Creating Boundaries…And Breaking Them

The buyer wants Park or Fifth Avenue.  She insists she will not go anywhere else.  The perfect apartment is on 57th Street by the East River. What does the resourceful agent do?

Alternatively, the buyer wants to look at properties on the Upper East Side, the Upper West Side, Chelsea, and Tribeca. And really, Brooklyn could be interesting too. He wants a three bedroom, but could get by with two bedrooms. And he loves the convenience of new construction, but also has a hankering for those pre-war details you find in the older properties! How does the smart agent respond?

In our business we need both to create boundaries and to transgress them. Part of our role as trusted advisors is precisely to know when there is too much latitude and when there is too little. It is not always easy. And it requires that most crucial of all our skills: listening!

Sometimes a buyer defines search parameters based on what is familiar, or what seems most desirable. The buyer who expresses a desire to live on Park or Fifth may be most familiar with those avenues, or may feel most comfortable with the sense of solidity and tradition which those Upper East Side addresses embody. Or the purchase may be aspirational, with the notion of Park or Fifth standing in for the excitement of living in one of New York’s most glamorous buildings.

So as agents our first responsibility is to understand. Which items on the buyer’s wish list represent her top priorities?
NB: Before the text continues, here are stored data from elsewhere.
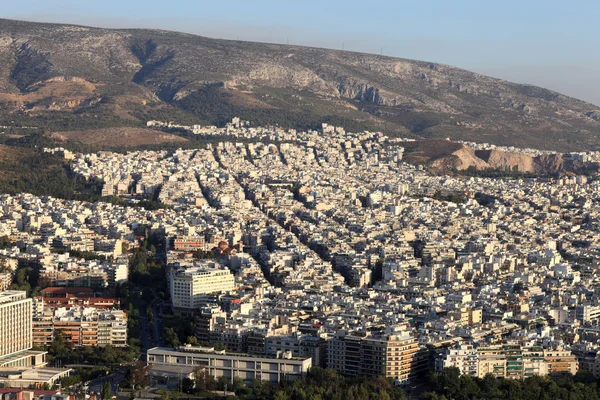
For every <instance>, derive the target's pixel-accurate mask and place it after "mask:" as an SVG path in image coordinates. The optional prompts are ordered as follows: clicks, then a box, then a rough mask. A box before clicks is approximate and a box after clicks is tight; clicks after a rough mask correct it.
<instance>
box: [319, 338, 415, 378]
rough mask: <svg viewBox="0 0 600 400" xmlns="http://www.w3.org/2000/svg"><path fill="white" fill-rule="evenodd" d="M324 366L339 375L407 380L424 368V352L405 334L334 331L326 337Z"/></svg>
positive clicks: (414, 376) (411, 377)
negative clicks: (326, 351)
mask: <svg viewBox="0 0 600 400" xmlns="http://www.w3.org/2000/svg"><path fill="white" fill-rule="evenodd" d="M327 366H328V367H329V368H332V369H334V370H336V371H338V372H340V373H341V374H343V375H350V376H353V375H367V376H385V377H388V378H393V379H395V380H396V381H398V382H401V383H407V382H411V381H412V380H414V379H415V378H416V377H417V375H418V374H419V373H421V372H423V371H425V370H426V368H427V360H426V355H425V352H424V351H422V350H420V348H419V344H418V342H417V340H416V339H415V338H414V337H412V336H410V335H409V334H406V333H402V334H396V335H383V334H382V335H373V336H358V335H356V336H355V335H351V334H346V333H345V332H342V333H338V334H336V335H335V336H334V337H333V338H332V339H331V340H329V341H328V346H327Z"/></svg>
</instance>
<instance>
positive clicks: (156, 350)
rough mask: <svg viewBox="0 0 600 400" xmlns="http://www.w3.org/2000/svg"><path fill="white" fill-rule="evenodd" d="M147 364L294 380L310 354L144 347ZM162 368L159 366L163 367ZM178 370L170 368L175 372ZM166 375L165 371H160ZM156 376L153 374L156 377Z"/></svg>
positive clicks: (180, 369)
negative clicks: (251, 354)
mask: <svg viewBox="0 0 600 400" xmlns="http://www.w3.org/2000/svg"><path fill="white" fill-rule="evenodd" d="M148 365H150V366H152V368H153V369H154V368H155V367H158V368H159V369H161V368H162V367H165V366H167V367H169V366H174V367H177V368H176V369H178V370H180V371H179V374H180V375H179V376H181V374H190V373H191V372H193V370H194V369H196V368H205V369H206V370H207V371H208V373H209V374H210V375H211V376H213V377H214V378H216V379H218V378H220V377H223V376H224V377H226V378H228V379H231V381H233V378H241V379H243V380H244V381H245V382H251V381H253V380H255V379H258V380H262V381H268V382H281V381H282V380H283V379H287V380H295V379H298V378H300V377H302V376H304V375H305V374H306V372H307V371H308V369H309V368H310V367H311V366H312V360H311V359H310V358H298V357H292V356H291V354H289V353H287V354H283V355H282V356H281V357H280V358H277V357H269V356H258V355H250V354H240V353H226V352H225V351H215V350H214V348H208V347H195V346H189V345H187V346H182V347H179V348H177V349H172V348H164V347H155V348H152V349H150V350H148ZM163 370H164V368H162V369H161V371H163ZM177 373H178V372H174V375H175V376H177ZM163 375H164V377H166V378H168V375H169V373H168V371H167V372H164V371H163ZM159 378H160V377H154V379H159Z"/></svg>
Is the Park or Fifth instruction ironclad, or does it simply telegraph the desire for a top prewar building? Does she want the address badly enough to sacrifice space, or light and views, to get it? Or can she be flexible about location, as long as the building quality is consistent, to get the space and light her agent has intuited will make her happiest? Sometimes we have to push outside the boundaries of what we have been told to make sure we find the right thing.

At the other end of the spectrum, some buyers need to create parameters so their property searches don’t descend into chaos. No buyer will ACTUALLY consider a one bedroom, a two bedroom, or a three bedroom apartment in any neighborhood in town, but many agents do receive such vague direction from buyers, especially during the early days of their searches. In this situation our job is not to widen their horizons but to focus them.  By spending some time with these buyers, and once again prioritizing their needs based on what we hear, the attentive agent can narrow the search parameters to yield better results in a more reasonable timeframe.
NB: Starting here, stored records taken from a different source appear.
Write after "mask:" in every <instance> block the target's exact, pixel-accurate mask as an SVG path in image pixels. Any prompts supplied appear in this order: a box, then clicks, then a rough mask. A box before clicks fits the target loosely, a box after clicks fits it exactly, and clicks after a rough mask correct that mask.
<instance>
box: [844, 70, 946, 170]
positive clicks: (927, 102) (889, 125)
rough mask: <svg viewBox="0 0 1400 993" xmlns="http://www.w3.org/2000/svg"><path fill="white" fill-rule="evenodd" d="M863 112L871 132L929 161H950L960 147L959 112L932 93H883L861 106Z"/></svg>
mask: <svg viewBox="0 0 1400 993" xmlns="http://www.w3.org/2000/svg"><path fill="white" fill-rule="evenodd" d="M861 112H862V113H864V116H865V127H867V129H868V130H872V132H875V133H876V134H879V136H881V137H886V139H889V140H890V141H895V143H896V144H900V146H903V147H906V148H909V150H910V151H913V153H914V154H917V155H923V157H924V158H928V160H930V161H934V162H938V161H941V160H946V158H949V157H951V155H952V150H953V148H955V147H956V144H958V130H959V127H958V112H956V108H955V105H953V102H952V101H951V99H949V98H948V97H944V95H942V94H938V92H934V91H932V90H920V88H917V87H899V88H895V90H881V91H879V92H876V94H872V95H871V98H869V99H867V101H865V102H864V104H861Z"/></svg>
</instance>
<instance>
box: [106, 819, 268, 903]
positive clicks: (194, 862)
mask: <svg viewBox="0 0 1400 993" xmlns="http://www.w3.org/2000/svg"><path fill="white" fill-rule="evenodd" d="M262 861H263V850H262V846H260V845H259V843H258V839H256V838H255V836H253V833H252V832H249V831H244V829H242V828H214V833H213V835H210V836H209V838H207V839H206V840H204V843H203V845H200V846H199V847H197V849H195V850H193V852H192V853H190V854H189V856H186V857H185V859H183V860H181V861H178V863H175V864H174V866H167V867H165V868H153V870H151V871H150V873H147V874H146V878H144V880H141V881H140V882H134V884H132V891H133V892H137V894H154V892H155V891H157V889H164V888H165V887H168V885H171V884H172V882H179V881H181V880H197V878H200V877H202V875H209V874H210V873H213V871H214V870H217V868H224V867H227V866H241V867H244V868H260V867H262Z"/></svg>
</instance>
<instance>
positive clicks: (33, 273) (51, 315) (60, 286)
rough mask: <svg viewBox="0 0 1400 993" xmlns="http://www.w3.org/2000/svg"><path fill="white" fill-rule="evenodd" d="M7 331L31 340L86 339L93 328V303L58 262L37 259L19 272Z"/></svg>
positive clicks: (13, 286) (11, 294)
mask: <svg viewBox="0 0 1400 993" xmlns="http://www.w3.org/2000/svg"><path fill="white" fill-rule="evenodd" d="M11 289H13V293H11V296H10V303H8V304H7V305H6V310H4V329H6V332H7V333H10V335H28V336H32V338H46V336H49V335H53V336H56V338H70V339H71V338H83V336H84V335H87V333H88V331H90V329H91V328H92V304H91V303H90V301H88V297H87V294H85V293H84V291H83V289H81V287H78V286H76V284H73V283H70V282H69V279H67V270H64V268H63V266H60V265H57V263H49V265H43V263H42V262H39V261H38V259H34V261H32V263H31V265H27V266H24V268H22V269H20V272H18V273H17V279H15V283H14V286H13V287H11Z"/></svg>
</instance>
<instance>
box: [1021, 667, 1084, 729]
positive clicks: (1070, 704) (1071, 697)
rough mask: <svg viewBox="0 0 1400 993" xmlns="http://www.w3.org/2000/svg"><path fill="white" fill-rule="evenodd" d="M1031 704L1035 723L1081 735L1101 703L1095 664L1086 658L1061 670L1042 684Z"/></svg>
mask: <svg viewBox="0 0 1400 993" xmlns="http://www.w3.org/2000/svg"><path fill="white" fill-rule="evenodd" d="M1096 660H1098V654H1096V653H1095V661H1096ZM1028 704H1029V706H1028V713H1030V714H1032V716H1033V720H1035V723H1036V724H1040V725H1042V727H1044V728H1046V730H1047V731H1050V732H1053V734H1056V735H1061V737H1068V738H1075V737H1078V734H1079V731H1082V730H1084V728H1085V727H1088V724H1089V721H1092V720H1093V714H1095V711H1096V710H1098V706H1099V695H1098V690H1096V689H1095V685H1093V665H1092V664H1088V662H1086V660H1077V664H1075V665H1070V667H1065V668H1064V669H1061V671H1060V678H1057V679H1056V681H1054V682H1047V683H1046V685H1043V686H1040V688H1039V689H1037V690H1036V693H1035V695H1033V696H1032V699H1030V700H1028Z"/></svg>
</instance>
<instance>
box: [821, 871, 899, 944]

For me the intuitive interpretation of buyer criteria is one of the most challenging and interesting aspects of the home search process. If we as agents really listen and pay attention to the often complex messages our buyers communicate to us, to what they say and how they say it, to what they DON’T say and how they react, we can become translators of the wishes they may not even have fully articulated to themselves. Agents have a special role to play in the home selection process, and the more attentive we are, the better we do it.